La Misión de la ONU llama la atención por la nueva fase de Guerra en que se hunde el país, caracterizada por un Genocidio que en los 4 años transcurridos desde la firma de Acuerdos de Paz deja más de 1.000 líderes populares asesinados, y pasan de 250 los ex combatientes de las FARC que también han matado.

La dictadura mafiosa imperante que monopoliza todos los poderes del Estado garantiza la impunidad a los criminales, como acaba de ocurrir con la Fiscalía General que en vez de abogar por las víctimas como es su deber, protege a victimarios como el ex Presidente Uribe Vélez.
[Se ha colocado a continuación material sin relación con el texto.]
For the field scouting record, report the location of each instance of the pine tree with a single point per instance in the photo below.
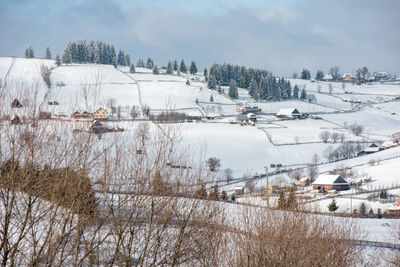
(48, 53)
(332, 207)
(127, 60)
(132, 69)
(155, 70)
(29, 52)
(58, 61)
(212, 83)
(233, 92)
(66, 57)
(150, 63)
(169, 68)
(140, 63)
(114, 62)
(379, 213)
(303, 95)
(362, 209)
(175, 65)
(319, 75)
(296, 92)
(183, 67)
(121, 58)
(193, 68)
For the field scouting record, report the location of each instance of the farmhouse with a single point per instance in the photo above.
(242, 118)
(288, 113)
(327, 78)
(16, 104)
(100, 114)
(373, 148)
(330, 182)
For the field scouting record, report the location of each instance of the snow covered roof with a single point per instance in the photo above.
(288, 112)
(330, 180)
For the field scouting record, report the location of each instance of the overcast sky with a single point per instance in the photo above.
(280, 36)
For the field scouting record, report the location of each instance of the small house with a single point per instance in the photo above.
(330, 182)
(16, 104)
(242, 118)
(16, 120)
(304, 181)
(327, 78)
(373, 148)
(100, 114)
(288, 113)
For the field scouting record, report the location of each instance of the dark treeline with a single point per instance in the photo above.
(261, 84)
(93, 52)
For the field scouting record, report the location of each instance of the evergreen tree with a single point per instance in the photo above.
(132, 69)
(212, 83)
(305, 74)
(175, 67)
(205, 74)
(193, 68)
(183, 67)
(253, 88)
(303, 95)
(379, 213)
(114, 62)
(319, 75)
(29, 52)
(233, 92)
(66, 57)
(363, 209)
(150, 63)
(127, 60)
(48, 53)
(121, 58)
(156, 70)
(296, 92)
(332, 207)
(58, 61)
(140, 63)
(169, 68)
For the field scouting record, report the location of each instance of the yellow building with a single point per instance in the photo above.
(100, 114)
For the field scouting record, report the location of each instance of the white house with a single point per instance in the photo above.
(288, 113)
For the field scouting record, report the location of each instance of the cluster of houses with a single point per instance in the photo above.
(347, 77)
(247, 115)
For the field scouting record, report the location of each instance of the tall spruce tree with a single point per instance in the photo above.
(132, 69)
(127, 60)
(296, 91)
(233, 92)
(48, 53)
(303, 94)
(150, 63)
(182, 67)
(193, 68)
(29, 52)
(169, 68)
(58, 61)
(121, 58)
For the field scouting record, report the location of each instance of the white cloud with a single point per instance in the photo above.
(275, 12)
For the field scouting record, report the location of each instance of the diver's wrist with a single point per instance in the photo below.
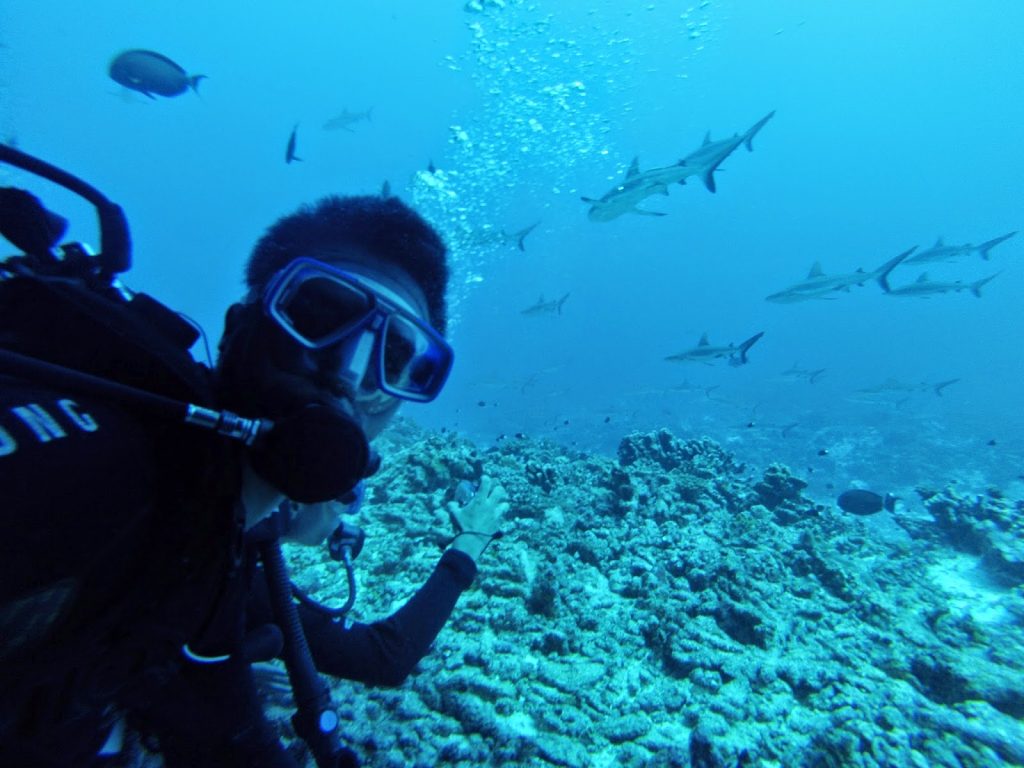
(473, 543)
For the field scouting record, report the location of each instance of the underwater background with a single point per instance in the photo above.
(895, 124)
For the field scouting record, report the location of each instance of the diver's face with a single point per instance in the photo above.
(330, 369)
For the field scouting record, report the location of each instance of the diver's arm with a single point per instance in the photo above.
(384, 652)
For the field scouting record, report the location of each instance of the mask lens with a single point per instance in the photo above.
(414, 363)
(322, 309)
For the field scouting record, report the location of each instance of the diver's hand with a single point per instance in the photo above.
(479, 520)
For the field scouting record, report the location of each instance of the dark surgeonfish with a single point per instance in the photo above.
(290, 156)
(859, 502)
(150, 73)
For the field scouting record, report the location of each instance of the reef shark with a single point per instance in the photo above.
(892, 386)
(347, 119)
(711, 154)
(489, 237)
(546, 307)
(796, 372)
(817, 285)
(638, 185)
(941, 252)
(926, 288)
(705, 352)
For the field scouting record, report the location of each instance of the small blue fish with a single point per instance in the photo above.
(465, 492)
(859, 502)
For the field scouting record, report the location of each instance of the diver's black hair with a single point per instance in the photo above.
(382, 225)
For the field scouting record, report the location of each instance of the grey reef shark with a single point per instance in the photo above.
(638, 185)
(942, 252)
(546, 307)
(706, 352)
(817, 285)
(926, 288)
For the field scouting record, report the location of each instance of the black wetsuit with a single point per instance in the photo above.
(121, 542)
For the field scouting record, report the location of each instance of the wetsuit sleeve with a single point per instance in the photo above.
(385, 651)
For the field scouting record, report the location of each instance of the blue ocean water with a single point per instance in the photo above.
(895, 124)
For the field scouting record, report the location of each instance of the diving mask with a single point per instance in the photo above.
(384, 343)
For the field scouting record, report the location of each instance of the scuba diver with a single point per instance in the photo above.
(145, 496)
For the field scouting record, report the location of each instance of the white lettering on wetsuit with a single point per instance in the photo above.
(43, 425)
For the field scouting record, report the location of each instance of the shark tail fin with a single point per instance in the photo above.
(752, 132)
(882, 273)
(744, 347)
(976, 286)
(709, 178)
(521, 235)
(987, 246)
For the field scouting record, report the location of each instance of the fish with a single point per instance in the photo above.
(638, 185)
(151, 73)
(926, 288)
(712, 154)
(705, 352)
(860, 502)
(893, 386)
(941, 252)
(290, 155)
(546, 307)
(489, 237)
(346, 119)
(796, 372)
(817, 285)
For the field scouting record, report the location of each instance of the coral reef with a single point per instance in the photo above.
(669, 609)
Las luchas que trae el pueblo colombiano por su dignidad como sociedad y como nación se están encargando de presionar cambios que cimientan un futuro de paz, tal como ocurre en el resto del continente, en una verdadera ola democratizadora que apunta a barrer narcorepúblicas, regímenes de capitalismo salvaje, racistas, depredadores y golpistas.

Los objetivos de la movilización que recorre las calles de Colombia han de ser recogidos por los Programas de las fuerzas políticas alternativas que aspiran a llegar al Gobierno en 2022, para que la ola democratizadora siga alentando tanto a la protesta social como a la puja dentro de las instituciones estatales.

Los derechos del pueblo han sido conseguidos siempre por la lucha decidida y constante, por tanto la paz con justicia social solo llegará a Colombia por medio de la presión social de las mayorías nacionales, lucha en la que como Ejército de Liberación Nacional seguiremos colocando la cuota que nos corresponde.